One of the more recent labels popularized by psychology pop culture is the term “abandonment”. Clients will frequently start an introductory session with “I have abandonment issues” but it’s rare that they truly understand how those “issues” play out in defensive responses and/or daily behavior. Abandonment by definition refers to being ‘left’ and is clearly recognizable when there is early history of the death of a parent or divorce/separation; perhaps an absentee parent. But emotional abandonment by parents –for whatever reason – can also deeply impact a child.
Generally speaking, abandonment issues develop when a child experiences the withdrawal or absence of a parent’s attention / demonstration of affection. Clearly, death provokes this but so do many other situations that can occur in our lives. Divorce, career, addiction, and/or emotional difficulty may affect one’s ability to effectively demonstrate care and affection to one’s child. More specifically, those life events may impact a child’s PERCEPTION of a parent’s ability to offer love and support.
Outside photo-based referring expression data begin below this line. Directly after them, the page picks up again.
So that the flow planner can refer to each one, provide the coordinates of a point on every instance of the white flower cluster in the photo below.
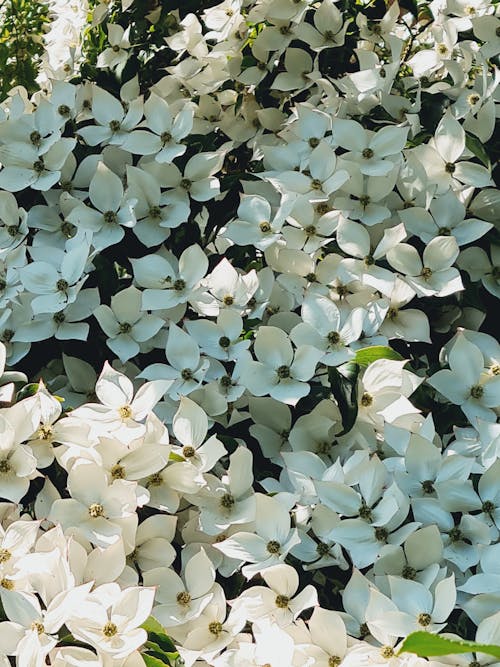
(263, 224)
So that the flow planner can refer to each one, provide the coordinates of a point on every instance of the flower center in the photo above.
(426, 273)
(273, 547)
(183, 598)
(44, 432)
(365, 512)
(62, 285)
(224, 342)
(215, 628)
(36, 138)
(109, 629)
(323, 447)
(487, 507)
(477, 391)
(424, 620)
(366, 399)
(179, 285)
(409, 572)
(387, 652)
(428, 486)
(125, 412)
(5, 555)
(155, 212)
(38, 627)
(455, 534)
(96, 510)
(39, 166)
(227, 501)
(333, 338)
(225, 381)
(118, 472)
(110, 217)
(59, 317)
(322, 549)
(155, 480)
(282, 601)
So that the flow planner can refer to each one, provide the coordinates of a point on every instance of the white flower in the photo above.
(125, 324)
(271, 542)
(116, 54)
(109, 619)
(170, 283)
(413, 607)
(17, 463)
(279, 371)
(111, 210)
(466, 383)
(433, 275)
(169, 130)
(102, 513)
(179, 600)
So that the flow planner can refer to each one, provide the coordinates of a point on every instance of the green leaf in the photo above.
(475, 146)
(157, 635)
(152, 625)
(367, 355)
(425, 644)
(27, 390)
(344, 386)
(151, 661)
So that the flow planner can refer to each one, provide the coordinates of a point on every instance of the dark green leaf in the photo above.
(475, 146)
(344, 386)
(425, 644)
(367, 355)
(151, 661)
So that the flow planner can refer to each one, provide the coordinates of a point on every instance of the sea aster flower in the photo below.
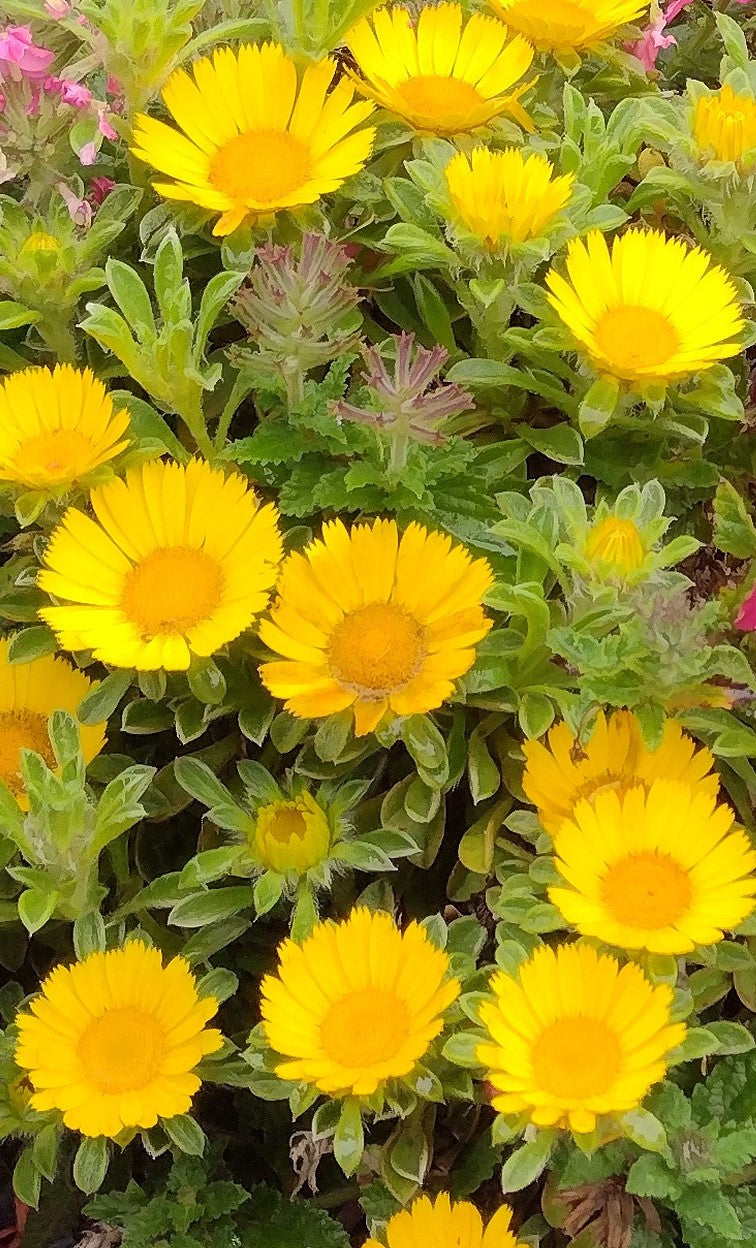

The intent of this article is in no way intended to induce guilt or shame on the part of a parent who has struggled through difficult times, but to educate on the consequences – many of which could never have been avoided. In no way is this article pointing a finger of blame as most of us – do the best that we can, under the circumstances, at any given moment. The intention herein is to educate and to inspire you introspect in a way that may help you to identify patterns of defense that relate to ‘old stuff’ and not current day realities.
Interestingly, many of the clients I see with ‘control issues’ also have abandonment in their history. Often, these control tendencies’ are highly misunderstood by others and are merely a way for an individual to feel “safe” as they move about their environment; a habit stemming from the days when they felt life was ‘out of control’.
Jane’s mother died when Jane was 12 and her father was emotionally devastated and became severely depressed. Jane was the oldest of four children and immediately took over the maternal role for the family as directed by well meaning extended relatives (“you’ve got to be a big girl now”…) In a matter of days, Jane’s entire existence changed dramatically as she went from carefree adolescent to a grieving, scared, but responsible young woman. In an effort to “survive”, Jane instinctually began gathering into her environment those things that were “controllable”; that allowed her to feel safe. She learned to be directive, firm, and let’s face it… “bossy” as she learned to manage the grief and emotional chaos that had become part of her daily life.
Unknowingly, she adopted a habit of ‘taking control’ as a defense mechanism each and every time her “emotional safety” was jeopardized. Anytime she was unsure of an outcome, it became important for her to ‘have control’ so that she felt emotional secure.
Another byproduct of this is trust…. Jane realized that she was unconsciously NOT trusting of people to stay a part of her life because even if they wanted to stay (like her mother), death was always a possibility – hence abandonment was always waiting in the wings.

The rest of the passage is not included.